L’avenir du judaïsme américain
Le défilé annuel de la Journée d’Israël sur la Cinquième Avenue à New York, célébré depuis 1964, a pris cette année une tournure alarmante. Malgré une participation record de plus de 50 000 personnes, la parade a été protégée par le dispositif de sécurité le plus important jamais déployé par la police new-yorkaise. Cette mesure exceptionnelle souligne la montée inquiétante de l’antisémitisme aux États-Unis, transformant ce moment festif en une opération de défense tactique de haute intensité.
La présence policière massive comprenait des tireurs d’élite sur les toits, des unités spéciales en tenue blindée, des hélicoptères et des drones de surveillance, ainsi que des milliers d’agents en uniforme et en civil. Ce déploiement, qualifié par la commissaire de police Jessica Tisch de « plus vaste plan de sécurité jamais organisé », illustre une réalité nouvelle pour la communauté juive new-yorkaise, qui doit désormais évoluer derrière un véritable cordon de protection. Ce contexte sécuritaire inédit rappelle douloureusement des images historiques de ghettos, symbolisant une forme d’enfermement imposé par la menace croissante d’extrémismes anti-israéliens et anti-occidentaux.
Par ailleurs, la parade a été marquée par une absence politique notable : le maire de New York, Zohran Mamdani, a boycotté l’événement, rompant avec la tradition. Son refus de participer, justifié par des accusations de « génocide » portées contre Israël, a été perçu comme un message adressé à une partie de son électorat radicalisée. En revanche, Jessica Tisch, commissaire de police et membre de la communauté juive, a choisi de marcher, affirmant son soutien public. Cette dichotomie souligne une fracture politique profonde, où la communauté juive se sent à la fois protégée par les forces de l’ordre et marginalisée par certains responsables politiques.
Cette situation soulève des inquiétudes majeures quant à l’avenir de la communauté juive à New York. L’escalade des actes antisémites et la nécessité d’une protection armée permanente dans les lieux de culte et les écoles témoignent d’une dégradation sécuritaire préoccupante.

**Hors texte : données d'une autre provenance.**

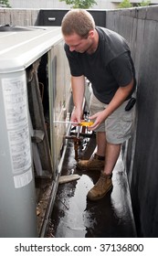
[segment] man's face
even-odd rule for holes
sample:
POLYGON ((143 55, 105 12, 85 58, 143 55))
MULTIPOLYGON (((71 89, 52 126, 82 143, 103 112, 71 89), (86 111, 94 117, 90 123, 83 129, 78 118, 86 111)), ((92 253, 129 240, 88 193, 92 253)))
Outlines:
POLYGON ((80 36, 74 33, 69 36, 64 36, 64 40, 66 44, 69 46, 70 51, 75 50, 77 52, 83 53, 89 51, 92 46, 92 38, 90 34, 87 38, 82 38, 80 36))

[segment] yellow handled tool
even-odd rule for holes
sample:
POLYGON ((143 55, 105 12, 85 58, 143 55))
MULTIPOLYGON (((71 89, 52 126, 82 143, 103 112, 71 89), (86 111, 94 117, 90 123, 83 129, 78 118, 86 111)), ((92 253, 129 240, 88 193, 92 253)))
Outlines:
POLYGON ((91 126, 94 123, 91 121, 82 121, 80 123, 72 123, 72 122, 67 122, 67 121, 55 121, 55 123, 70 123, 70 124, 77 124, 79 126, 91 126))
POLYGON ((79 123, 80 126, 91 126, 94 123, 89 121, 83 121, 79 123))

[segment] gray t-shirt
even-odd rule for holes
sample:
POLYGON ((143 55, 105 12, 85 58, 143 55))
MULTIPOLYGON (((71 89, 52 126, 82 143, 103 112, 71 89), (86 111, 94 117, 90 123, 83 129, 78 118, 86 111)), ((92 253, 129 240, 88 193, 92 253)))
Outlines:
MULTIPOLYGON (((93 54, 71 52, 66 44, 65 50, 71 75, 84 75, 91 82, 96 98, 108 104, 119 87, 127 86, 132 78, 135 80, 135 70, 126 40, 107 28, 96 29, 99 45, 93 54)), ((134 89, 135 84, 131 95, 134 89)))

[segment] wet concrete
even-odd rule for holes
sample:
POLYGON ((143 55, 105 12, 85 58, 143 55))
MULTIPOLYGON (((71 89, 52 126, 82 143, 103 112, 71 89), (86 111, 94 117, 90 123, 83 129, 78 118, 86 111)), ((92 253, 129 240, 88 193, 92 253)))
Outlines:
MULTIPOLYGON (((89 141, 90 143, 90 141, 89 141)), ((82 146, 82 148, 84 145, 82 146)), ((94 151, 80 151, 88 159, 94 151)), ((113 171, 113 188, 102 199, 87 200, 87 193, 97 182, 99 171, 80 171, 76 167, 73 142, 68 141, 61 175, 78 174, 80 178, 58 185, 51 216, 51 236, 55 238, 136 237, 131 197, 121 155, 113 171)))

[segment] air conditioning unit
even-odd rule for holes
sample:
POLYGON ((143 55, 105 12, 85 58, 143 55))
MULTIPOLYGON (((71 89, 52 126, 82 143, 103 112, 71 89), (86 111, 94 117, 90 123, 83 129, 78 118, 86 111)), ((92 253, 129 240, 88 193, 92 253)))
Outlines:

Le parallèle avec les débuts des années 1930 en Allemagne, évoqué par certains observateurs, met en lumière le danger d’une exclusion progressive et d’une stigmatisation croissante. La question se pose désormais de savoir combien de temps cette communauté pourra continuer à vivre sous une telle pression, entre sécurité renforcée et isolement politique.
La parade de la Journée d’Israël 2026 à New York ne fut pas seulement une célébration de la fierté juive et sioniste, mais aussi un révélateur d’une nouvelle ère de vulnérabilité. La forte militarisation de l’événement et le boycott du maire illustrent un climat de tension et de division qui menace la cohésion sociale. La communauté juive, bien que résiliente, est confrontée à un défi majeur : celui de préserver sa sécurité et son intégration dans une ville où les murs de protection semblent se refermer peu à peu. Ce moment appelle à une prise de conscience urgente sur la nécessité de lutter contre l’antisémitisme et de garantir un environnement sûr et inclusif pour tous les citoyens.